Project Mar1 (Marriage markets in East and West Germany after the reunification) is closed to giving rise to a first draft ready for submission to a journal. This paper is coauthored with Marion Goussé (CREST-ENSAI) and Nicolas Jacquemet (Paris School of Economics and University Paris 1 Panthéon–Sorbonne). Recent work by Lippman et al. (2020) examines the effect of German reunification in 1989 on gender and family norms, and show that female labor supply varies with husband-wife relative wage more in the West than in the East. In this paper, we try to understand what factors explain this fact. We first construct a cultural identity index from the attitude questionnaire in the GSOEP, with significant overlapping across East and West. We then build a search-matching/Nash bargaining model of marriage formation and divorce, and intrahousehold resource allocation, assuming same preferences in East and West, conditional on heterogeneous wages, education and cultural identity. We estimate 4 independent models in four 7-year periods (1992-1998, 1999-2005, 2006-2012, 2013-2019) using the GSOEP. We then use the estimated model to measure how much of the observed differences between East and West (time uses and marriage sorting) are due to differences and changes in education, wages and cultural identity. Cultural identity explains half of differences in time uses and marriage sorting on observables between East and West. Identity also interacts with education and wages (another 50% reduction).
Project Net1 (The Anatomy of Sorting – Evidence from Danish Data) was completed during the first 18 months of MARNET. It gave rise to a paper co-authored with Rasmuz Lentz (University of Wisconsin-Madison) and Suphanit Piyapromdee (University College London). This paper was published in Econometrica (Nov. 2023). In this paper, we formulate and estimate a flexible model of job mobility and wages with two-sided heterogeneity.

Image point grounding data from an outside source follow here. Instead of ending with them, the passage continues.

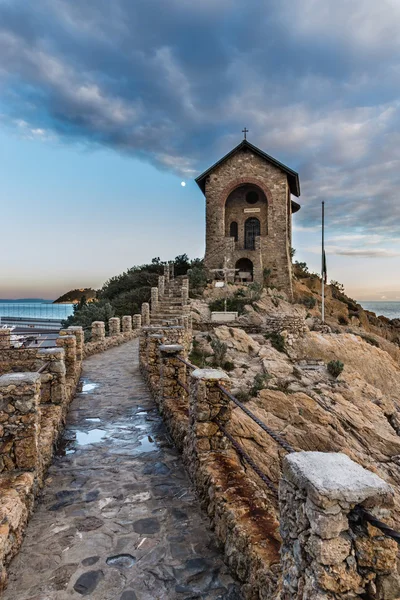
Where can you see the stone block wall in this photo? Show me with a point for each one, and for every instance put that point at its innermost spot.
(325, 554)
(33, 408)
(291, 327)
(20, 422)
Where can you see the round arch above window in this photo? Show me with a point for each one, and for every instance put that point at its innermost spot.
(234, 230)
(252, 229)
(252, 197)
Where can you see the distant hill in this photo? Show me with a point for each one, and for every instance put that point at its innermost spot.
(41, 300)
(76, 296)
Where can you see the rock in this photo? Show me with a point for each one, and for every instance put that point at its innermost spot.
(87, 582)
(147, 526)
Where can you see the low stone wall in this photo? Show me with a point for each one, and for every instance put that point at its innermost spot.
(33, 408)
(325, 554)
(287, 325)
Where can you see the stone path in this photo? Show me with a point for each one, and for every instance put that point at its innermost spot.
(118, 518)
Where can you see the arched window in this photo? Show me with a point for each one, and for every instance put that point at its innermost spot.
(251, 231)
(251, 197)
(233, 230)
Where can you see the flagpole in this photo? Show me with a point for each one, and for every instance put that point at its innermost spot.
(323, 263)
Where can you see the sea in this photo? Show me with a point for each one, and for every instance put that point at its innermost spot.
(42, 309)
(35, 309)
(389, 309)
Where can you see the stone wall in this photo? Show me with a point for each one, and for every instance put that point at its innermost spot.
(36, 387)
(325, 554)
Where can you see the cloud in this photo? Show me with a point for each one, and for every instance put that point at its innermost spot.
(174, 83)
(355, 252)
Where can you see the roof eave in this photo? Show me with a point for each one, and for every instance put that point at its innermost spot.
(293, 177)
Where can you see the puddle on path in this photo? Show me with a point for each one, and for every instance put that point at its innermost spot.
(88, 387)
(147, 444)
(89, 437)
(125, 561)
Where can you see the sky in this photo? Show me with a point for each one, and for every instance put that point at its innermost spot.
(106, 107)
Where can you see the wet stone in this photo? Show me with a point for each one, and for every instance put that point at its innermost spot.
(62, 576)
(89, 524)
(179, 515)
(124, 561)
(117, 500)
(157, 468)
(87, 583)
(90, 560)
(146, 526)
(128, 595)
(92, 496)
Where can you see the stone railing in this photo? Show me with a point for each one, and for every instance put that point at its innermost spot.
(326, 552)
(288, 325)
(36, 387)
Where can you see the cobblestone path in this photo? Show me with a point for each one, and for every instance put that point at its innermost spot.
(118, 518)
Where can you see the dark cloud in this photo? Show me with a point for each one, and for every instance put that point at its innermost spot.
(173, 82)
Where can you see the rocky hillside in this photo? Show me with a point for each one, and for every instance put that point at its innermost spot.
(284, 379)
(75, 296)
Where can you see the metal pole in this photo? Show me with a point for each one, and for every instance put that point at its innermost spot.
(225, 283)
(323, 264)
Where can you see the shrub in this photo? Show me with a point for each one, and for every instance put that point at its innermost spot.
(254, 291)
(235, 304)
(277, 341)
(228, 366)
(335, 367)
(309, 301)
(370, 340)
(243, 395)
(197, 356)
(259, 383)
(219, 352)
(198, 277)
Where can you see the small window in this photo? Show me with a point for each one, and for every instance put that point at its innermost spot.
(233, 230)
(251, 231)
(251, 197)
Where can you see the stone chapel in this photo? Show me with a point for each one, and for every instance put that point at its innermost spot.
(249, 215)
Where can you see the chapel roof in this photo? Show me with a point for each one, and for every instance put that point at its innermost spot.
(293, 177)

The analysis extends the finite mixture approach of Bonhomme, Lamadon, Manresa (2019) and Abowd, McKinney, Schmutte (2019) to develop a new Classification Expectation-Maximization algorithm that ensures worker and firm latent type identification using wage and mobility variations in the data. Workers receive job offers in worker type segmented labor markets. Offers are accepted with a probability that depends on the difference between the value of the current job and that of the new job. In combination with flexibly estimated layoff and job finding rates, the analysis quantifies the four different sources of sorting: preferences (job values), segmentation, layoffs, and job finding. We find evidence of a strong pecuniary motive in job preferences. While, the correlation between preferences and current job wages is positive, the net present value of the future earnings stream given the current job correlates much more strongly with preferences for it. While layoffs are less important than the other channels, we find all channels to contribute substantially to sorting. In early career, job arrival processes are the key determinant of both types of sorting, whereas the role of job preferences becomes increasingly important as cohorts age. Over the life cycle, job preferences intensify, type sorting increases and pecuniary considerations wane.

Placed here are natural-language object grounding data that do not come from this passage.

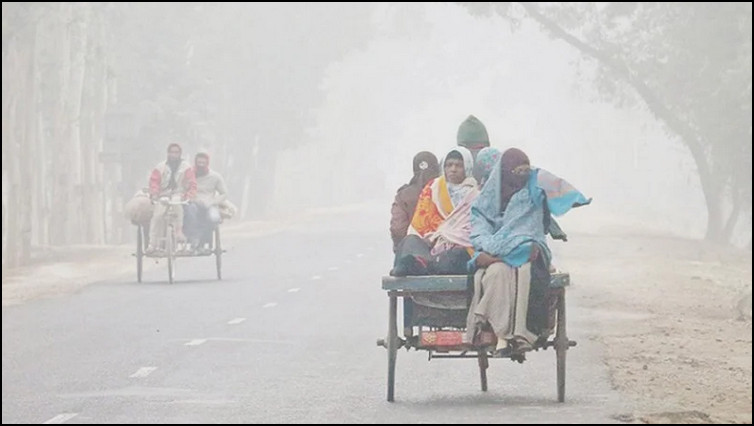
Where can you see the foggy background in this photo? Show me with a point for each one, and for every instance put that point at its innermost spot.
(644, 107)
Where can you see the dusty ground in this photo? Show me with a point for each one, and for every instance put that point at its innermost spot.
(675, 317)
(57, 271)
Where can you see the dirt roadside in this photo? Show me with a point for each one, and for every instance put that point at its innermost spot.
(675, 318)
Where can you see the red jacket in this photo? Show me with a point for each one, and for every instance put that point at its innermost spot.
(185, 179)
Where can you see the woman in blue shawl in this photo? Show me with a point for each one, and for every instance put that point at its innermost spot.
(509, 221)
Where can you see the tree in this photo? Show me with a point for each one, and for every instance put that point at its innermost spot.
(690, 64)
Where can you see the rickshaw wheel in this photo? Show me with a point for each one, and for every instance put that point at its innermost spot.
(561, 346)
(170, 248)
(139, 251)
(483, 364)
(218, 254)
(392, 347)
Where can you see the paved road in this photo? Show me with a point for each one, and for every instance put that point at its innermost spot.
(288, 336)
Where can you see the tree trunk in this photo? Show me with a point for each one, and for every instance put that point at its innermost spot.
(711, 190)
(60, 134)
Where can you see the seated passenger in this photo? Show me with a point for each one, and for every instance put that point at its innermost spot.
(509, 220)
(203, 214)
(426, 168)
(485, 161)
(438, 240)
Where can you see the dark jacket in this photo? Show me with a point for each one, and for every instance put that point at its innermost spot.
(403, 211)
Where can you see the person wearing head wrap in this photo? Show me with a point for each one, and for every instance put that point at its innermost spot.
(438, 240)
(486, 159)
(173, 179)
(203, 213)
(508, 226)
(425, 168)
(472, 135)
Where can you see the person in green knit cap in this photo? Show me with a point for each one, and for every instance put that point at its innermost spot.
(473, 135)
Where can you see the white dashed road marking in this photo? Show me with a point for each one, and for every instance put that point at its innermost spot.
(143, 372)
(61, 418)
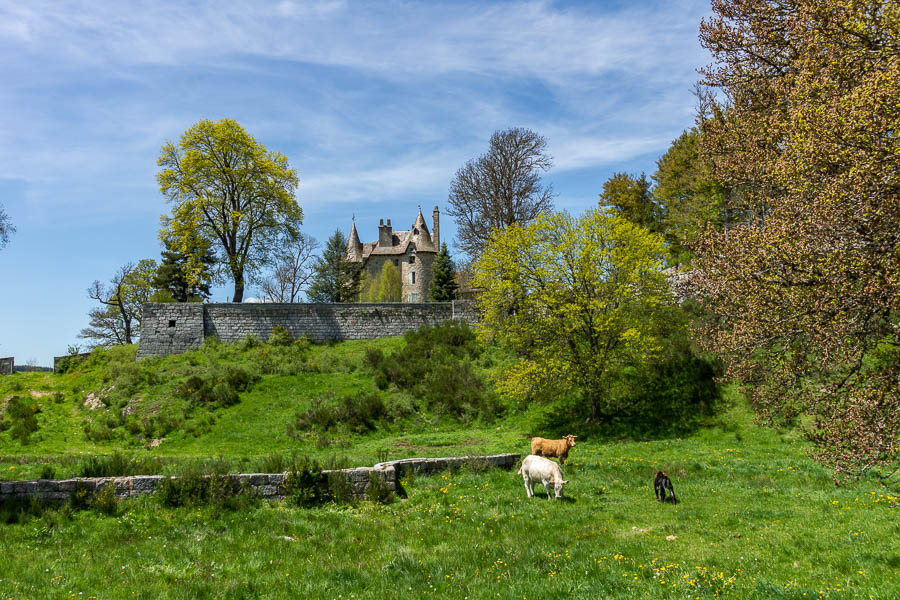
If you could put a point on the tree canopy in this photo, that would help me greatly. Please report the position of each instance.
(6, 228)
(501, 187)
(576, 298)
(335, 278)
(690, 199)
(172, 280)
(806, 296)
(292, 270)
(630, 197)
(443, 277)
(229, 193)
(118, 319)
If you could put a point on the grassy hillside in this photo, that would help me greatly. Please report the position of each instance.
(757, 519)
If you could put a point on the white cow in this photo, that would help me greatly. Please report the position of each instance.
(537, 468)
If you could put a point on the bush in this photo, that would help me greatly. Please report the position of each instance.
(378, 490)
(280, 336)
(359, 412)
(117, 465)
(20, 419)
(437, 365)
(304, 484)
(105, 500)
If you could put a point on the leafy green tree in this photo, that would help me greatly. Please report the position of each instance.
(335, 278)
(386, 287)
(575, 298)
(443, 277)
(688, 195)
(172, 275)
(630, 197)
(6, 228)
(806, 296)
(500, 187)
(118, 321)
(230, 193)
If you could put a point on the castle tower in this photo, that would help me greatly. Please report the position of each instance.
(435, 231)
(385, 234)
(354, 246)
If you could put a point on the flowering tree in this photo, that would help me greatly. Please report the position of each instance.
(807, 295)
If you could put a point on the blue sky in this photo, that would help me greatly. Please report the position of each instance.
(376, 104)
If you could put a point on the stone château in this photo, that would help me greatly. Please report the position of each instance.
(412, 253)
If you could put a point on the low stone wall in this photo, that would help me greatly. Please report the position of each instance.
(269, 486)
(81, 356)
(170, 328)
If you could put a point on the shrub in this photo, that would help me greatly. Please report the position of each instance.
(378, 490)
(359, 412)
(105, 500)
(437, 365)
(304, 484)
(340, 489)
(47, 472)
(117, 465)
(280, 336)
(20, 419)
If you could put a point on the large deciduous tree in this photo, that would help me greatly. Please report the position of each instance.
(6, 228)
(575, 298)
(689, 197)
(292, 270)
(500, 187)
(335, 278)
(228, 193)
(807, 295)
(630, 197)
(118, 319)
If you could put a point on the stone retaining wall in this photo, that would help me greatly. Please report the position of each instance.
(170, 328)
(268, 486)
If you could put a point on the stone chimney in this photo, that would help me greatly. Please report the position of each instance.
(385, 234)
(436, 230)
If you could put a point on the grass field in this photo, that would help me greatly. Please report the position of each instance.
(757, 519)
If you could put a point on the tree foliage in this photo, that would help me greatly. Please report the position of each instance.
(292, 270)
(229, 193)
(500, 187)
(632, 199)
(807, 296)
(335, 278)
(576, 299)
(443, 277)
(386, 287)
(6, 228)
(689, 197)
(118, 319)
(173, 280)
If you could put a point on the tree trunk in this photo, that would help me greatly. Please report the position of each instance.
(238, 287)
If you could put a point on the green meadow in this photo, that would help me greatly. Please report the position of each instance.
(757, 519)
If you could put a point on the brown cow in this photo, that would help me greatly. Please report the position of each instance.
(553, 448)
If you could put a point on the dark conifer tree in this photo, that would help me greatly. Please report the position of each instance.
(443, 277)
(336, 278)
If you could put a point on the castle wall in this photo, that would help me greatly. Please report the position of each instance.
(170, 328)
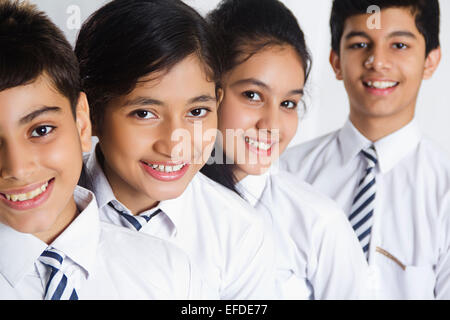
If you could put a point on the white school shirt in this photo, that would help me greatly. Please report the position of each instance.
(218, 230)
(317, 254)
(409, 255)
(103, 261)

Project Net2 (A hidden Markov model of wages and employment mobility with worker and firm heterogeneity) builds on Project Net1 and is a collaboration with Rasmus Lentz (Professor at UWM) and Long Hong (Arizona State, a former student of Rasmus’s). In Net1, the types of all agents were unobserved, but supposed to remain fixed over time. Here, we want to allow them to vary stochastically over time. If the unobserved types follow a Markov chain, we speak of a Hidden Markov Model. We have developed an estimation algorithm for an extension of the Net1 model when worker types follow such a Markov chain and firm types are fixed. We also have preliminary results on simulated data. We will soon move to the estimation on actual data (Italian and Danish).
Project Net5 (Merging top-down and bottom-up empirical methodologies) was calling for a better aligment between theoretical models of the labor market and empirical models. It was clearly embryonic. During these first 18 months, I developed this project in a more concrete way. Together with Thibaut Lamadon (University of Chicago, a former student of mine at UCL), Costas Meghir (Yale) and Jeremy Lise (then Minnesota, now Cornell) we are estimating a search-matching model of the labor market, where heterogeneous workers contact heterogeneous vacancies that differ in wages and amenities. This is in itself an outstanding development in the search-matching literature. Second, our way of bringing the model to the data is also innovative. We show that a version of the model we consider in Net1 contains a parametric version of the theoretical model as a particular case. This shows that the theoretical model is identified. We use the estimated model to decompose the sources of wage dispersion into worker heterogeneity, compensating differentials, and search frictions that generate between firm and within firm dispersion.